Pose

A bare metal Python library for building and manipulating protein molecular structures

Video tutorial:

This is a Video tutorial on how to use this library.

Description:

This library constructs a pose for a protein molecule, which is a data structure for that contains relevant information that defines the polypeptide molecule. Primary information includes the XYZ cartesian coordinates of each atom, the identify and charge of each atom, and the bond graph of the entire molecule, as well as other secondary information such as the FASTA sequence of the molecule, the molecule's radius of gyration, potential energy, and the secondary structure that each amino acid belongs to.
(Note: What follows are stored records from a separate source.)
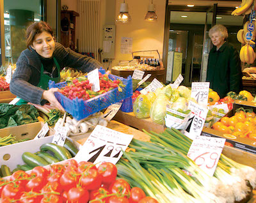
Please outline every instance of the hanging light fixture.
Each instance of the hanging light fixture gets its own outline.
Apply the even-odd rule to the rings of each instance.
[[[117,16],[116,21],[126,23],[131,21],[131,16],[128,13],[128,4],[124,0],[124,3],[121,3],[120,13]]]
[[[145,17],[145,20],[148,22],[154,22],[157,19],[157,15],[156,14],[156,7],[155,4],[153,4],[153,0],[151,3],[148,5],[148,12]]]

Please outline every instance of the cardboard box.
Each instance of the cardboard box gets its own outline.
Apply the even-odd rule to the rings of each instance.
[[[244,109],[252,109],[253,112],[256,113],[256,103],[247,101],[236,100],[233,105],[233,109],[228,112],[225,116],[231,117],[234,116],[236,110],[240,107]],[[239,137],[209,128],[204,128],[202,135],[225,138],[226,142],[229,142],[233,147],[256,154],[256,140]]]
[[[35,153],[39,151],[40,146],[44,144],[52,142],[52,138],[53,136],[47,136],[40,139],[28,140],[0,147],[1,165],[4,164],[12,170],[17,168],[18,164],[25,164],[21,158],[24,152]],[[74,142],[77,147],[79,149],[81,145],[79,143],[72,140],[69,137],[67,137],[67,139]]]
Using this information, the pose can build (canonical and non-canonical amino acids, including both L-amino acids and D-amino acids) and manipulate polypeptides, such as building any polypeptide from sequence, move the torsion and rotamer angles, mutate residues, as well as measure the bond lengths and angles. This data structure can be used to build higher level protocols such as simulated annealing, and machine learning-based protein design.

Note It is important to note that this library uses zero-based array indexing, NOT one-based array indexing as is in the PDB. It is thus important to note that the first amino acid and the first atom is indexed as 0 and not 1.
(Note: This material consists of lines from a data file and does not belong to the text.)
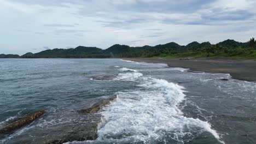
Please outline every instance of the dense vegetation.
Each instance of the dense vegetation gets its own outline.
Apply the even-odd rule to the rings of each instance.
[[[112,58],[112,57],[223,57],[256,58],[256,41],[252,38],[247,43],[226,40],[217,44],[194,41],[186,46],[170,43],[155,46],[130,47],[114,45],[106,50],[79,46],[75,49],[55,49],[38,53],[28,52],[19,57],[1,55],[0,58]]]

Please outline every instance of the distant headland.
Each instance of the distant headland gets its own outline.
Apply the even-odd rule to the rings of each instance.
[[[145,45],[141,47],[116,44],[106,50],[96,47],[79,46],[74,49],[54,49],[35,53],[28,52],[22,56],[0,55],[0,58],[188,57],[256,59],[256,41],[253,38],[246,43],[228,39],[217,44],[194,41],[185,46],[174,42],[154,46]]]

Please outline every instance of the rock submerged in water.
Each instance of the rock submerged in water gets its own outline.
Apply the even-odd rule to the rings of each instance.
[[[107,99],[101,100],[98,103],[94,104],[90,107],[86,109],[79,110],[78,112],[82,113],[94,113],[98,112],[102,107],[109,105],[111,101],[117,99],[117,96],[112,97]]]
[[[102,119],[102,116],[96,113],[117,98],[114,95],[100,100],[88,109],[68,113],[66,117],[70,121],[43,128],[35,125],[33,129],[17,135],[15,139],[10,139],[8,142],[10,144],[60,144],[75,141],[95,140],[97,137],[97,133]]]
[[[114,75],[103,75],[103,76],[92,76],[90,78],[96,81],[108,81],[112,80],[115,77]]]
[[[44,110],[37,111],[32,114],[27,115],[27,116],[22,118],[19,119],[14,122],[8,124],[5,128],[0,130],[0,134],[3,134],[13,130],[20,128],[26,124],[28,124],[34,121],[39,117],[42,116],[45,113]]]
List of available amino acids:


A - ALA	B - LYX	C - CYS	D - ASP	E - GLU
F - PHE	G - GLY	H - HIS	I - ILE	J - MSE
K - LYS	L - LEU	M - MET	N - ASN	O - PYL
P - PRO	Q - GLN	R - ARG	S - SER	T - THR
U - SEC	V - VAL	W - TRP	X - TRF	Y - TYR
Z - TSO

Installation:

For virtualenv:

pip install git+https://github.com/sarisabban/Pose

For anaconda:

conda create -n ENVIRONMENT python=3
conda activate ENVIRONMENT
pip3 install git+https://github.com/sarisabban/Pose

Example code:

from pose import *

pose = Pose()
pose.Build('SaRi')
pose.Export('output.pdb')

Note Capital letter unicodes will build L-amino acids, small letter unicodes will build D-amino acids.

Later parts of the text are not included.